In this project, we track the hands using a single camera in real-time without the aid of gloves or markings. Only the natural color of the hands is needed. For vision-based sign recognition, the two possible mounting locations for the camera are in the position of an observer of the signer or from the point of view of the signer himself. These two views can be thought of as second-person and first-person viewpoints, respectively.
Training for a second-person viewpoint is appropriate in the rare
instance when the translation system is to be worn by a hearing person
to translate the signs of a mute or deaf individual. However, such a
system is also appropriate when a signer wishes to control or dictate
to a desktop computer as is the case in the first experiment. Figure
2 demonstrates the viewpoint of the desk-based
experiment.
The first-person system observes the signer's hands from much the same
viewpoint as the signer himself. Figure 3 shows
the placement of the camera in the cap used in the second experiment,
and demonstrates the resulting
viewpoint. The camera was attached to an SGI for development;
however, current hardware allows for the entire system to be
unobtrusively embedded in the cap itself as a wearable computer. A
matchstick-sized camera such as the Elmo QN401E can be embedded in
front seam above the brim. The brim can be made into a
relatively good quality speaker by lining it with a PVDF transducer
(used in thin consumer-grade stereo speakers). Finally a PC/104-based
CPU, digitizer, and batteries can be placed at the back of the head.
See Starner et al. [17] and the MIT Wearable
Computing Site
(http://wearables.www.media.mit.edu /projects/wearables/)
for more detailed information about wearable computing and related
technologies.
A wearable computer system provides the greatest utility for an ASL to spoken English translator. It can be worn by the signer whenever communication with a non-signer might be necessary, such as for business or on vacation. Providing the signer with a self-contained and unobtrusive first-person view translation system is more feasible than trying to provide second-person translation systems for everyone whom the signer might encounter during the day.
For both systems, color NTSC composite video is captured and analyzed at 320 by 243 pixel resolution. This lower resolution avoids video interlace effects. A Silicon Graphics 200MHz R4400 Indy workstation maintains hand tracking at 10 frames per second, a frame rate which Sperling et al. [14] found sufficient for human recognition. To segment each hand initially, the algorithm scans the image until it finds a pixel of the appropriate color, determined by an a priori model of skin color. Given this pixel as a seed, the region is grown by checking the eight nearest neighbors for the appropriate color. Each pixel checked is considered part of the hand. This, in effect, performs a simple morphological dilation upon the resultant image that helps to prevent edge and lighting aberrations. The centroid is calculated as a by-product of the growing step and is stored as the seed for the next frame. Since the hands have the same skin tone, the labels ``left hand'' and ``right hand'' are simply assigned to whichever blob is leftmost and rightmost.

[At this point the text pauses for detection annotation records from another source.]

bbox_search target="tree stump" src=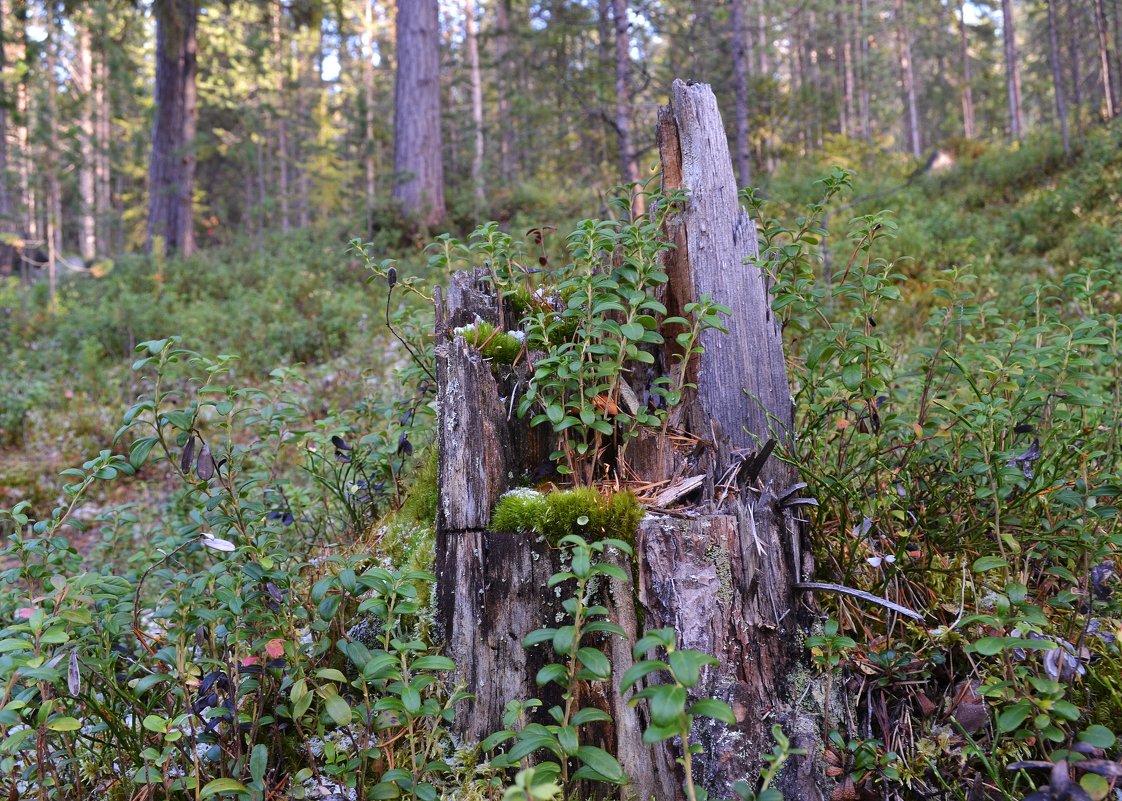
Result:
[436,81,821,801]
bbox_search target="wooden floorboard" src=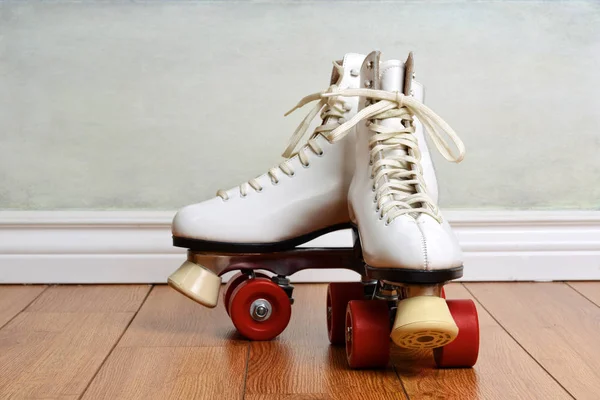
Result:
[392,284,571,400]
[83,286,249,400]
[568,282,600,307]
[466,283,600,399]
[0,286,149,399]
[0,285,46,328]
[0,282,600,400]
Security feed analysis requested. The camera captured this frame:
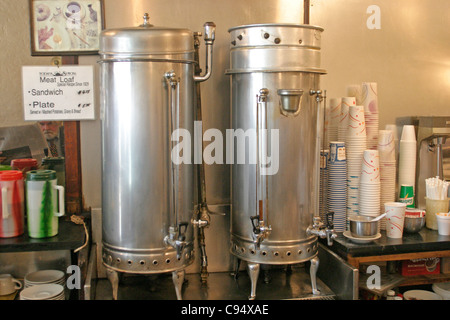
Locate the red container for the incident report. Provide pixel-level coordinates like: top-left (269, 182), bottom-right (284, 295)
top-left (0, 170), bottom-right (25, 238)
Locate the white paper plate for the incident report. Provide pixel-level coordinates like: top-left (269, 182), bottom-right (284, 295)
top-left (24, 270), bottom-right (65, 284)
top-left (20, 283), bottom-right (64, 300)
top-left (343, 230), bottom-right (381, 243)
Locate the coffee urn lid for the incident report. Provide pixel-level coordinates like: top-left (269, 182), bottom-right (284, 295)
top-left (99, 14), bottom-right (194, 55)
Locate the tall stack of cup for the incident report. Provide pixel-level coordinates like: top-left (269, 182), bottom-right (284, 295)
top-left (398, 125), bottom-right (417, 194)
top-left (361, 82), bottom-right (379, 150)
top-left (325, 98), bottom-right (342, 146)
top-left (328, 141), bottom-right (347, 232)
top-left (347, 84), bottom-right (362, 106)
top-left (338, 97), bottom-right (356, 142)
top-left (319, 149), bottom-right (330, 221)
top-left (385, 124), bottom-right (399, 163)
top-left (378, 130), bottom-right (397, 230)
top-left (359, 150), bottom-right (381, 222)
top-left (345, 106), bottom-right (367, 215)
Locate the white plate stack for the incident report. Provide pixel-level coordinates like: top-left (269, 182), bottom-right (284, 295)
top-left (361, 82), bottom-right (379, 150)
top-left (338, 97), bottom-right (356, 143)
top-left (359, 150), bottom-right (381, 228)
top-left (20, 283), bottom-right (65, 300)
top-left (378, 130), bottom-right (397, 230)
top-left (24, 270), bottom-right (66, 288)
top-left (345, 106), bottom-right (367, 216)
top-left (21, 270), bottom-right (66, 300)
top-left (328, 141), bottom-right (347, 232)
top-left (396, 125), bottom-right (417, 194)
top-left (325, 98), bottom-right (342, 148)
top-left (319, 149), bottom-right (330, 221)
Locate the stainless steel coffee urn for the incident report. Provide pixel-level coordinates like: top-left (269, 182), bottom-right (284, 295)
top-left (99, 14), bottom-right (215, 299)
top-left (226, 24), bottom-right (334, 299)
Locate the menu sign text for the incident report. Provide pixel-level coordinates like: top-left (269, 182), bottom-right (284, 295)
top-left (22, 66), bottom-right (95, 121)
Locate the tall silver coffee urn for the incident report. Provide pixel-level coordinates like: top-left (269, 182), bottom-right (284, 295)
top-left (99, 14), bottom-right (215, 299)
top-left (226, 24), bottom-right (334, 299)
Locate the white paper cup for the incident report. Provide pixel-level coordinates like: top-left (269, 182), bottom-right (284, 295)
top-left (384, 202), bottom-right (406, 239)
top-left (361, 150), bottom-right (380, 183)
top-left (347, 106), bottom-right (366, 137)
top-left (401, 124), bottom-right (416, 141)
top-left (436, 213), bottom-right (450, 236)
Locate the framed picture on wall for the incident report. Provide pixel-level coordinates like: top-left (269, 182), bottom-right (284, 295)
top-left (29, 0), bottom-right (104, 56)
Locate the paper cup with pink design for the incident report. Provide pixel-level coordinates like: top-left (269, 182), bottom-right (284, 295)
top-left (384, 202), bottom-right (406, 239)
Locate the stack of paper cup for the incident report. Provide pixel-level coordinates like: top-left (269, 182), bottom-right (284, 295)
top-left (347, 84), bottom-right (362, 106)
top-left (319, 149), bottom-right (330, 221)
top-left (338, 97), bottom-right (356, 142)
top-left (345, 106), bottom-right (367, 216)
top-left (378, 130), bottom-right (397, 230)
top-left (325, 98), bottom-right (342, 146)
top-left (398, 125), bottom-right (417, 192)
top-left (361, 82), bottom-right (379, 150)
top-left (385, 124), bottom-right (399, 162)
top-left (328, 141), bottom-right (347, 232)
top-left (359, 150), bottom-right (381, 217)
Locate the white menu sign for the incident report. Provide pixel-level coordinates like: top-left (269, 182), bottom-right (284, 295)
top-left (22, 66), bottom-right (95, 121)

Note that an a priori model of skin color may not be appropriate in some situations. For example, with a mobile system, lighting can change the appearance of the hands drastically. However, the image in Figure 3 provides a clue to addressing this problem, at least for the first-person view. The smudge on the bottom of the image is actually the signer's nose. Since the camera is mounted on a cap, the nose always stays in the same place relative to the image. Thus, the signer's nose can be used as a calibration object for generating a model of the hands' skin color for tracking. While this calibration system has been prototyped, it was not used in these experiments.

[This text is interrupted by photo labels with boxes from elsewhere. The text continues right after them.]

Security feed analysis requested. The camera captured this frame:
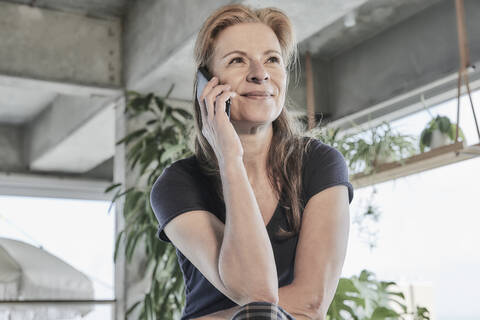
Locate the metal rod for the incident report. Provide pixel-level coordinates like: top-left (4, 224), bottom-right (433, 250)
top-left (305, 51), bottom-right (315, 130)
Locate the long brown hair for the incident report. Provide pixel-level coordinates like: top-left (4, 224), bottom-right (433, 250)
top-left (193, 5), bottom-right (311, 238)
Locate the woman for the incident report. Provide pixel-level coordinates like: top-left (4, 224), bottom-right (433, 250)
top-left (151, 5), bottom-right (353, 320)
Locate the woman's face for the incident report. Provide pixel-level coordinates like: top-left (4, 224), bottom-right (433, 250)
top-left (210, 23), bottom-right (287, 124)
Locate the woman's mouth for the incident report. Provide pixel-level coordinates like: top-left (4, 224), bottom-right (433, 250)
top-left (241, 91), bottom-right (273, 100)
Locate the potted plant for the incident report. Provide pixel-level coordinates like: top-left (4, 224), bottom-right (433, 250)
top-left (419, 115), bottom-right (465, 152)
top-left (347, 122), bottom-right (416, 174)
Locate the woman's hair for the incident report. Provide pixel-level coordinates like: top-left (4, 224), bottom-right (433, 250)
top-left (193, 4), bottom-right (311, 238)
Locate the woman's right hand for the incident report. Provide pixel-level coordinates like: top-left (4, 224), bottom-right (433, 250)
top-left (198, 77), bottom-right (243, 166)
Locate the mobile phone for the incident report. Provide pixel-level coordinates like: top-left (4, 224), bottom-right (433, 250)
top-left (197, 67), bottom-right (231, 119)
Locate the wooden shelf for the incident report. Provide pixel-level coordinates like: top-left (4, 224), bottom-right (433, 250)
top-left (350, 142), bottom-right (480, 188)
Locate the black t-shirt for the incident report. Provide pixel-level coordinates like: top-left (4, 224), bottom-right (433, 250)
top-left (150, 139), bottom-right (353, 320)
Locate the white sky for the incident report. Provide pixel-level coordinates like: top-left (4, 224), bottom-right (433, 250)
top-left (0, 92), bottom-right (480, 320)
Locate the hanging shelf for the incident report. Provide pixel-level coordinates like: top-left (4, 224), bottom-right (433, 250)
top-left (350, 141), bottom-right (480, 188)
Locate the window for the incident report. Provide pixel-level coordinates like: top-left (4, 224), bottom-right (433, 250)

After extracting the hand blobs from the scene, second moment analysis is performed on each blob. A sixteen element feature vector is constructed from each hand's x and y position, change in x and y between frames, area (in pixels), angle of axis of least inertia (found by the first eigenvector of the blob) [5], length of this eigenvector, and eccentricity of bounding ellipse.

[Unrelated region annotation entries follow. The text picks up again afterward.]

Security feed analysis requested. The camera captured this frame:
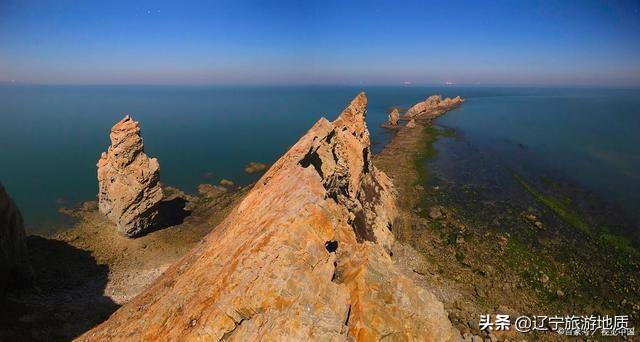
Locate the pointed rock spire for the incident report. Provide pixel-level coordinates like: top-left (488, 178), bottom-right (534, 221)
top-left (78, 94), bottom-right (457, 341)
top-left (97, 115), bottom-right (163, 237)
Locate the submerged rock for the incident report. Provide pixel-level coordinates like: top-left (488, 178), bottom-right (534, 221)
top-left (79, 93), bottom-right (456, 341)
top-left (97, 115), bottom-right (164, 237)
top-left (244, 162), bottom-right (267, 174)
top-left (0, 184), bottom-right (33, 294)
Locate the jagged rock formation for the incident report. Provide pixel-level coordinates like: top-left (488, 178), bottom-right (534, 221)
top-left (244, 162), bottom-right (267, 174)
top-left (79, 93), bottom-right (456, 341)
top-left (387, 108), bottom-right (400, 126)
top-left (404, 95), bottom-right (464, 120)
top-left (97, 115), bottom-right (163, 237)
top-left (0, 184), bottom-right (33, 294)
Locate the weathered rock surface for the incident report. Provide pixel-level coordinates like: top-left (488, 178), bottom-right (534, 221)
top-left (79, 93), bottom-right (456, 341)
top-left (244, 162), bottom-right (267, 174)
top-left (97, 115), bottom-right (163, 237)
top-left (0, 184), bottom-right (33, 294)
top-left (388, 108), bottom-right (400, 126)
top-left (404, 95), bottom-right (464, 119)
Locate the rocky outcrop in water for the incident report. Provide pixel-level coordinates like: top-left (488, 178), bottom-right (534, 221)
top-left (387, 108), bottom-right (400, 126)
top-left (80, 93), bottom-right (456, 341)
top-left (97, 115), bottom-right (163, 237)
top-left (404, 95), bottom-right (464, 120)
top-left (0, 184), bottom-right (33, 294)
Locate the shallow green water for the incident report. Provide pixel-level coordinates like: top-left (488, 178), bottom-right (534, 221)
top-left (0, 86), bottom-right (640, 232)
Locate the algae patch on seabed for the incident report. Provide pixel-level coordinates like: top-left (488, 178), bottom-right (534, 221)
top-left (414, 126), bottom-right (458, 185)
top-left (511, 171), bottom-right (591, 234)
top-left (511, 171), bottom-right (640, 257)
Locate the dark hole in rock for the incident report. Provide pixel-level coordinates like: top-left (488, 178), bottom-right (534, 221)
top-left (324, 241), bottom-right (338, 253)
top-left (331, 261), bottom-right (338, 282)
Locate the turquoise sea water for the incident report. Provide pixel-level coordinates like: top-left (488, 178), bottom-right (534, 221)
top-left (0, 86), bottom-right (640, 232)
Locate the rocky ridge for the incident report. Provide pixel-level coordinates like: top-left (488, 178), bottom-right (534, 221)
top-left (387, 108), bottom-right (400, 126)
top-left (79, 93), bottom-right (456, 341)
top-left (0, 184), bottom-right (32, 294)
top-left (97, 115), bottom-right (164, 237)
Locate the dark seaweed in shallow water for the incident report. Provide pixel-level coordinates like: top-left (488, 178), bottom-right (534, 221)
top-left (0, 236), bottom-right (119, 341)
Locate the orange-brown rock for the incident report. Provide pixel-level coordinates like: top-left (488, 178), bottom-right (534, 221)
top-left (79, 93), bottom-right (456, 341)
top-left (404, 95), bottom-right (464, 120)
top-left (97, 115), bottom-right (163, 237)
top-left (0, 184), bottom-right (33, 295)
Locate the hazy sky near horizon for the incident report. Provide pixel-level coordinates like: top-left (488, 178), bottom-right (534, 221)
top-left (0, 0), bottom-right (640, 86)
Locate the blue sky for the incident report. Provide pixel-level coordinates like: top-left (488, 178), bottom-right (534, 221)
top-left (0, 0), bottom-right (640, 86)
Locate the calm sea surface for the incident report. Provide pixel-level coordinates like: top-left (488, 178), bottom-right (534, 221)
top-left (0, 86), bottom-right (640, 233)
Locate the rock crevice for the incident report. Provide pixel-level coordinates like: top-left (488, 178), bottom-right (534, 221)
top-left (80, 93), bottom-right (456, 341)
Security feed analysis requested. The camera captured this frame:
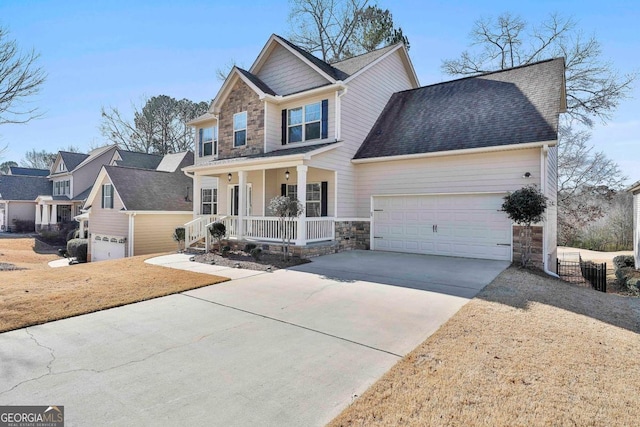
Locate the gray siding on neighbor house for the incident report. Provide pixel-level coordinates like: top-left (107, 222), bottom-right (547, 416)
top-left (71, 147), bottom-right (116, 198)
top-left (256, 45), bottom-right (329, 95)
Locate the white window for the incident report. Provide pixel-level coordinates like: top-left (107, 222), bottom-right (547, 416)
top-left (199, 126), bottom-right (218, 157)
top-left (102, 184), bottom-right (113, 209)
top-left (287, 182), bottom-right (322, 217)
top-left (233, 111), bottom-right (247, 147)
top-left (200, 188), bottom-right (218, 215)
top-left (287, 102), bottom-right (322, 143)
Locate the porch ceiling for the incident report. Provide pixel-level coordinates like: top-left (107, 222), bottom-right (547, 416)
top-left (182, 142), bottom-right (340, 174)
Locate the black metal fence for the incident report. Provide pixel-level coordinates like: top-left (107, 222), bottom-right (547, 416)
top-left (558, 257), bottom-right (607, 292)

When tracking skin tones, the above analysis helps to model situations of hand ambiguity implicitly. When a hand occludes either the other hand or the face (or the nose in the case of the wearable version), color tracking alone can not resolve the ambiguity. Since the face remains in the same area of the frame, its position can be determined and discounted. However, the hands move rapidly and occlude each other often. When occlusion occurs, the hands appear to the above system as a single blob of larger than normal area with significantly different moments than either of the two hands in the previous frame. In this implementation, each of the two hands is assigned the features of this single blob whenever occlusion occurs. While not as informative as tracking each hand separately, this method still retains a surprising amount of discriminating information. The occlusion event itself is implicitly modeled, and the combined position and moment information are retained. This method, combined with the time context provided by hidden Markov models, is sufficient to distinguish between many different signs where hand occlusion occurs.